“Who is Jesus? - by Jeff Curtis”
Who is Jesus?
by Jeff Curtis
Near the end of Jesus’ debates with the religious leaders, Jesus also made one of the clearest affirmations in His entire earthly ministry regarding who He was and is. It is His quotation of Psalm 110 in His discussion in Mark 12:35-37 that catches our attention. He quoted from the early portion of the psalm, showing that He was David’s Lord. He then asked His hearers, in effect, “How can this be if I am not the Son of God?” Matthew 22:46 says, “No one was able to answer Him a word, nor did anyone dare from that day on ask Him another question.” By making this psalm – a psalm that His hearers accepted and believed – the centerpiece of His argument, Jesus closed the mouths of His critics and sent them away with His divine claims ringing true in their minds.
Using this messianic psalm and our Lord’s use of it as a foundation, let’s use it as a foundation to ask, “Who is Jesus?”
- Jesus is David’s Lord. He is the Promised One, the Messiah. Jesus interpreted Psalm 110 by saying, “David himself said in the Holy Spirit,
‘“The Lord said to My Lord, ‘Sit at My right hand, until I put your enemies beneath Your feet.’” David calls Him “Lord”; so, in what sense is He his son?” (Mark 12:36-37).
David could not have been referring to one of his later descendants who would be such an excellent king that he would become David’s Lord.

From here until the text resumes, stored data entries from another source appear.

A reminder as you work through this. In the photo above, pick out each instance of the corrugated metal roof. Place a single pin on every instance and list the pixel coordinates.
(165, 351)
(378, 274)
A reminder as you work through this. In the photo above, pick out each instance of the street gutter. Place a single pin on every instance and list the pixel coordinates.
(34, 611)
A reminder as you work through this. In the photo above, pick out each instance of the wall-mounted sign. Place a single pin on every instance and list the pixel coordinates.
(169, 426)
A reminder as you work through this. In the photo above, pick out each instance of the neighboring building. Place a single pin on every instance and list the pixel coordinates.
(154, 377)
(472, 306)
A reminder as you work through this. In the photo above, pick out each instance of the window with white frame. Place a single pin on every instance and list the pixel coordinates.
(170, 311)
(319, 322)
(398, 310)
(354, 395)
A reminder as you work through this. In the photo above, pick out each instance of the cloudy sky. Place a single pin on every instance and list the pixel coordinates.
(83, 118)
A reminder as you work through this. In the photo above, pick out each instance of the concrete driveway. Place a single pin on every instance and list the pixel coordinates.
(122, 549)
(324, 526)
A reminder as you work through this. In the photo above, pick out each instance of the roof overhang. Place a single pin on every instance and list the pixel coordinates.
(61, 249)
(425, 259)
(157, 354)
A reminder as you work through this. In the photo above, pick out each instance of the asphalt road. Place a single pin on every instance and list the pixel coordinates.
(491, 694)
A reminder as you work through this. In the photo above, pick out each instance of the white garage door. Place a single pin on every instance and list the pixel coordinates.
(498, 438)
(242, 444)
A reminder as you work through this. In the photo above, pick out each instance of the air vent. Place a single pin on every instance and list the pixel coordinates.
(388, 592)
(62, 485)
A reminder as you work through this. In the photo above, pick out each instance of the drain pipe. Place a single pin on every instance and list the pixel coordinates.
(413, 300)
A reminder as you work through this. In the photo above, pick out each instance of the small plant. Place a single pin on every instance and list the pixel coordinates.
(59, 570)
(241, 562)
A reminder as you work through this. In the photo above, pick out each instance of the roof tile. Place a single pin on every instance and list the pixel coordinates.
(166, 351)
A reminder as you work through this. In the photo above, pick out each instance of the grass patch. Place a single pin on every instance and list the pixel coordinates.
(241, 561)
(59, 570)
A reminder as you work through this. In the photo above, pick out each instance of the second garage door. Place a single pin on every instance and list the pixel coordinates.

Such an argument does not harmonize with Jesus’ claim. He was asserting that He was more than David’s descendant; He was claiming that He was David’s Lord and that David was led to acknowledge this fact through the Holy Spirit.

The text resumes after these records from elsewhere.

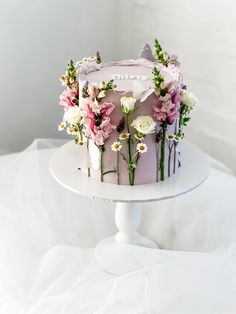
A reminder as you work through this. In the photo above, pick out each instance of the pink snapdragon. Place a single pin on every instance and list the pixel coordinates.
(69, 97)
(167, 107)
(96, 120)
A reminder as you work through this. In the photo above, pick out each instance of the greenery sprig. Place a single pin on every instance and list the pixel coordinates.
(158, 81)
(161, 55)
(107, 86)
(69, 77)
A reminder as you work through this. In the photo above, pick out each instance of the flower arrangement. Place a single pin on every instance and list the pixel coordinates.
(88, 116)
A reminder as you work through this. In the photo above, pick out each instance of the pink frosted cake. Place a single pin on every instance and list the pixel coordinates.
(129, 115)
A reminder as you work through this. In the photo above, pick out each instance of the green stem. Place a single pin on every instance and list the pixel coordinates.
(157, 161)
(175, 148)
(88, 156)
(133, 172)
(129, 148)
(109, 171)
(169, 158)
(163, 144)
(101, 162)
(117, 167)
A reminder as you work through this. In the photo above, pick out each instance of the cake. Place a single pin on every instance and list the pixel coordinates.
(129, 115)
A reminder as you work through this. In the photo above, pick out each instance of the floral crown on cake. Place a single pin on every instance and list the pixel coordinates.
(87, 113)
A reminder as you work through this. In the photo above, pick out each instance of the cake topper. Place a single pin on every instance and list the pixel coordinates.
(146, 53)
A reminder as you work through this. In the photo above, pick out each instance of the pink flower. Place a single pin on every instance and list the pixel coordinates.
(167, 107)
(107, 108)
(96, 120)
(69, 97)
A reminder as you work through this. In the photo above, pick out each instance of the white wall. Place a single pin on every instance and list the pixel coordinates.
(37, 38)
(203, 34)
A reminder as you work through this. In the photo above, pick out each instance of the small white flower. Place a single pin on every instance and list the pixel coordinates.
(189, 99)
(61, 126)
(177, 138)
(71, 130)
(124, 136)
(116, 146)
(141, 148)
(63, 80)
(139, 136)
(72, 115)
(171, 137)
(144, 124)
(127, 104)
(102, 94)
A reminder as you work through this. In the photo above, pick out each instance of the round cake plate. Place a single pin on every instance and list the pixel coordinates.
(114, 254)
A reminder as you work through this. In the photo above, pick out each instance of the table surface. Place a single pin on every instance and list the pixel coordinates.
(186, 179)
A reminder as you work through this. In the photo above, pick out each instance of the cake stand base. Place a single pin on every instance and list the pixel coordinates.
(119, 259)
(113, 254)
(128, 251)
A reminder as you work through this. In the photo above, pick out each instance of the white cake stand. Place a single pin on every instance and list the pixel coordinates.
(114, 254)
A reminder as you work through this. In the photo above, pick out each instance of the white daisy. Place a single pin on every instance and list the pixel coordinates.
(177, 138)
(124, 136)
(141, 148)
(171, 137)
(71, 130)
(116, 146)
(61, 126)
(139, 137)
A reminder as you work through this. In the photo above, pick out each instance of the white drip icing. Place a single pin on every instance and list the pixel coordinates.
(117, 76)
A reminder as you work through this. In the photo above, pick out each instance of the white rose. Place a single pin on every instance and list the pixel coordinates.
(72, 115)
(189, 99)
(127, 104)
(144, 124)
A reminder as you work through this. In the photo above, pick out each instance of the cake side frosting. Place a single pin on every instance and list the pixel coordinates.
(130, 115)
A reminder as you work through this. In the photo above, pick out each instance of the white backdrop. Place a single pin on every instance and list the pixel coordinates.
(202, 33)
(37, 37)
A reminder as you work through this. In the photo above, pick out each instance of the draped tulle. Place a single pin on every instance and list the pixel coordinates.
(48, 235)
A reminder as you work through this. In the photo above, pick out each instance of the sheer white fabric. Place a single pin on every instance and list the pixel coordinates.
(48, 235)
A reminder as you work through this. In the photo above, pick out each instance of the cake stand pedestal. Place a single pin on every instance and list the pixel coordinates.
(114, 254)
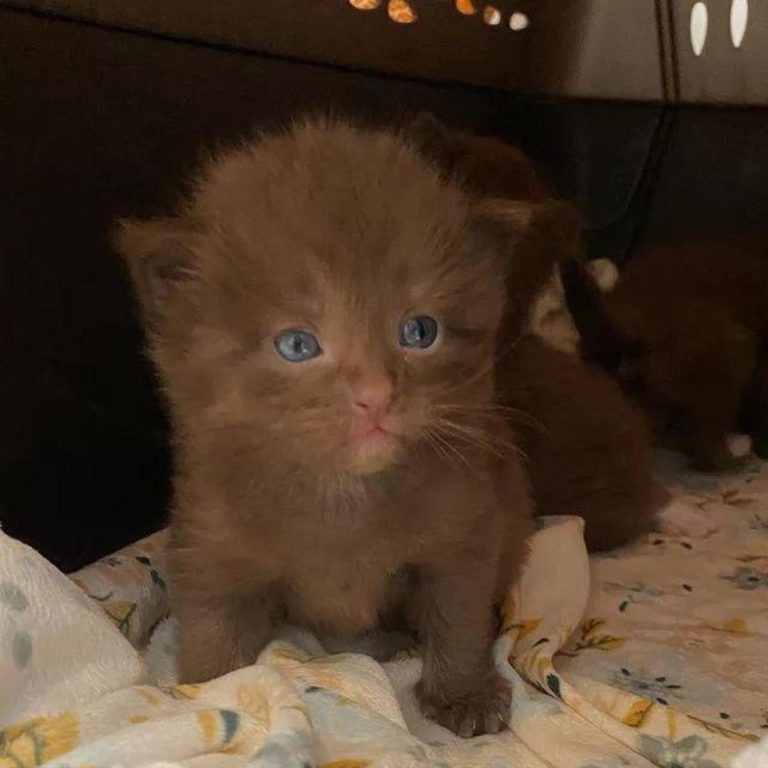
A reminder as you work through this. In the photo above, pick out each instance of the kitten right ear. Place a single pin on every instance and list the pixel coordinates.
(531, 238)
(159, 254)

- Jesus is the Son of God; otherwise, He could not have been David’s Lord. The psalm He quoted said that He was Lord, Yahweh, said to Him, “Sit at My right hand until I put your enemies beneath Your feet (Mark 12:36). The eternal God, the Father of all of us, asked Jesus to come take His seat at his right hand, a place of honor and power. He asked Him to sit at this place until all His enemies had been made His footstool. The symbolism of the footstool has always been that of conquest. When one puts his feet on a stool, he obviously has complete control over that stool.
- Jesus is our Lord. Since Jesus is the Messiah, He is the One whom God sent to save us and lead us to eternal glory. If Jesus was David’s Lord, He is also our Lord and everyone else’s Lord. God sent Him to be the Savior and Messiah of all people. God who loves everyone wants everyone in the world to be saved, sent Jesus, incarnate among men, to be the mediator between God and man. Is sacrifice on the cross reaches backward to the people of the past and forward to the people of all remaining time.

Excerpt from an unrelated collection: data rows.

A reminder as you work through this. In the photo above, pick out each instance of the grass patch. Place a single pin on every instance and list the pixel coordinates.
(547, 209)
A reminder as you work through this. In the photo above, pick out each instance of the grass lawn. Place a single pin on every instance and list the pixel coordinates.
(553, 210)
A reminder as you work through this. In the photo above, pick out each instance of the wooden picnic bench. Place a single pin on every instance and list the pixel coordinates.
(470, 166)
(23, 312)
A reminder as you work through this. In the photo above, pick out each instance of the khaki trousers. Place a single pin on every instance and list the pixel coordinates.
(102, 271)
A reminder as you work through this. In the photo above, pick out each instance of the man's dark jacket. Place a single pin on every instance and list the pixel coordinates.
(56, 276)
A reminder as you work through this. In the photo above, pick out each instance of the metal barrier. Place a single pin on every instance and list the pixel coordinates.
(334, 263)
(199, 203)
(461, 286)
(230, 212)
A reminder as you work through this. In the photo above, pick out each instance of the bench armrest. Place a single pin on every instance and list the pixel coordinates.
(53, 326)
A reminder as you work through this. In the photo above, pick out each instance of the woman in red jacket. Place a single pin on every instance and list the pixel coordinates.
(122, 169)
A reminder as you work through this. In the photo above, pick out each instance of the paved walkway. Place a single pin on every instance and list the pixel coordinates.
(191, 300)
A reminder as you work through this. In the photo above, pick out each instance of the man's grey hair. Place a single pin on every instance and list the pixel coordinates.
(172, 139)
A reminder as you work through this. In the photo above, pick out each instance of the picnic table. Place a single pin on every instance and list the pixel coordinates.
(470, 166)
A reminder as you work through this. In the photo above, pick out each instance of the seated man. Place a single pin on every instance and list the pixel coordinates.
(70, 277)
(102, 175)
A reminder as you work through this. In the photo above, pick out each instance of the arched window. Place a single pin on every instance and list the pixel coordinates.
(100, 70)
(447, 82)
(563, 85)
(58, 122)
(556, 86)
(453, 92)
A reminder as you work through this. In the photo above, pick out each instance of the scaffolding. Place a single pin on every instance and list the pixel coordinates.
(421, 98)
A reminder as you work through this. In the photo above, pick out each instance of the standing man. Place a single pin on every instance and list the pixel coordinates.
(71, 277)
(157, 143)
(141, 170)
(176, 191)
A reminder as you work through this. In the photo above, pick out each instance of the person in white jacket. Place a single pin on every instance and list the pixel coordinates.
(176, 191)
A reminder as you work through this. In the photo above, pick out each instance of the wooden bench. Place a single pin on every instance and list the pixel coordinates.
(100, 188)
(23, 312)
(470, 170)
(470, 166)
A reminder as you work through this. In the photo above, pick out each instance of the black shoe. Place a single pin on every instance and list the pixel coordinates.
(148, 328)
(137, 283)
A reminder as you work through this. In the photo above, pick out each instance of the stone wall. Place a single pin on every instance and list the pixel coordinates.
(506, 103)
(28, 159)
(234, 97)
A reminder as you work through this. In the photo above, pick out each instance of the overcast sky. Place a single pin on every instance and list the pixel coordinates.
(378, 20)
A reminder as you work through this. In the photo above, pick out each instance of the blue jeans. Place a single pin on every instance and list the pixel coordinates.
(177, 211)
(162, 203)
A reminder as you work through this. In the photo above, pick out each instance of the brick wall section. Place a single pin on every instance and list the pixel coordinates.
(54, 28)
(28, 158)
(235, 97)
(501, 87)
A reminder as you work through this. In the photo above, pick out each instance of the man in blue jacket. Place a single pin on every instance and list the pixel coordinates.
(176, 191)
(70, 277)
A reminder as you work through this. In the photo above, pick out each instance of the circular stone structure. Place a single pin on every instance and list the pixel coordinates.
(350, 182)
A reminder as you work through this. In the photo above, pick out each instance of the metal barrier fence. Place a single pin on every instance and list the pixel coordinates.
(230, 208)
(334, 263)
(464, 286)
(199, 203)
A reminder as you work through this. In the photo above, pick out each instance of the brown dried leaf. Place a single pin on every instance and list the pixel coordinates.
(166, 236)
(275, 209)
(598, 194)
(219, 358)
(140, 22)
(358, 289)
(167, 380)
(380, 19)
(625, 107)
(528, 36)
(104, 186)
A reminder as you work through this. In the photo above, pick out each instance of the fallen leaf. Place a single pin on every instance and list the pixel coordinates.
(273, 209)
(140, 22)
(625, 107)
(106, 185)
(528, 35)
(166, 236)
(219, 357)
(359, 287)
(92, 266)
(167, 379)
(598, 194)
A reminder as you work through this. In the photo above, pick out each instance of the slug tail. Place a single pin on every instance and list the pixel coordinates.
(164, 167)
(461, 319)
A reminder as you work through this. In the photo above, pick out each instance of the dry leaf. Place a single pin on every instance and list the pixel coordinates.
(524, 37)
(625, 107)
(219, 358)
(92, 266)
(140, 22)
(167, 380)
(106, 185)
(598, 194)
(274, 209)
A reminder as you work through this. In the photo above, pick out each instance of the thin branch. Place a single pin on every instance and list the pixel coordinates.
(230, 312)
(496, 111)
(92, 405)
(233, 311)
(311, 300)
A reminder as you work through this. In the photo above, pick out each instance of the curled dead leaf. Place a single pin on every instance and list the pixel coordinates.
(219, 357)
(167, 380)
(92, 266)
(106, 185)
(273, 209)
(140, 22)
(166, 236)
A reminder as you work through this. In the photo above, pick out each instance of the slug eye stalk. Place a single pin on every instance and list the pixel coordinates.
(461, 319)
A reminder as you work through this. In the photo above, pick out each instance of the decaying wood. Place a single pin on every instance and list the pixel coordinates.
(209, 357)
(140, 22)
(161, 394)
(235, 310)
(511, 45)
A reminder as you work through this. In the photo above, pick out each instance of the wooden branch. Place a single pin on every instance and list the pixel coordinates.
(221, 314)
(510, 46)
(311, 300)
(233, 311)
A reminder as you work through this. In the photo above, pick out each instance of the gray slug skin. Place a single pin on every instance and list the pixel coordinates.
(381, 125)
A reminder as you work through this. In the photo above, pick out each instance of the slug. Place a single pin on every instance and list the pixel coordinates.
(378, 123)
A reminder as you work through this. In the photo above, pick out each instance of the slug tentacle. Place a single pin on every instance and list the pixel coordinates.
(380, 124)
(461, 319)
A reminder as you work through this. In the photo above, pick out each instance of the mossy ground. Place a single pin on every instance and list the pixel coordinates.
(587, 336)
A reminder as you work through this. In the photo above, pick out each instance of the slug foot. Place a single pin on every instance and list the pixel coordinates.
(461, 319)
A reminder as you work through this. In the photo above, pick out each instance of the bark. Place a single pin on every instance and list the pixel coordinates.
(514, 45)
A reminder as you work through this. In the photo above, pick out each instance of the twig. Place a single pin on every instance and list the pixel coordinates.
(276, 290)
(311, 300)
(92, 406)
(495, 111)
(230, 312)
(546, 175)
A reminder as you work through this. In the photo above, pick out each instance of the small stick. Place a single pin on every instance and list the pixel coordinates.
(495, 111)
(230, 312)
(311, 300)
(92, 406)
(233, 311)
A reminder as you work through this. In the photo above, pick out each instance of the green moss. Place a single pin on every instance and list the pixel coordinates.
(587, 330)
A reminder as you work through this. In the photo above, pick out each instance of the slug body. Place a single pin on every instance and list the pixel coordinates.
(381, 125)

Conclusion. Whoever believes the testimony of Jesus as He presented this argument of His deity to the Pharisees has to believe that He is the Promised One, the God-man, the Son pf God, and our Lord. The integrity of Jesus demands these far-reaching conclusions. In light of these weighty implications, we shouldn’t be surprised that the same application of this psalm appears throughout the New Testament. Jesus’ quotation of Psalm 110 is the most clearly stated confirmation of His Messiahship in the New Testament.
The remaining part of Psalm 110 proclaims the victory that will accompany the reign of the Messiah. God will hand the scepter to Him, and He will lead His followers into complete victory. What a Savior!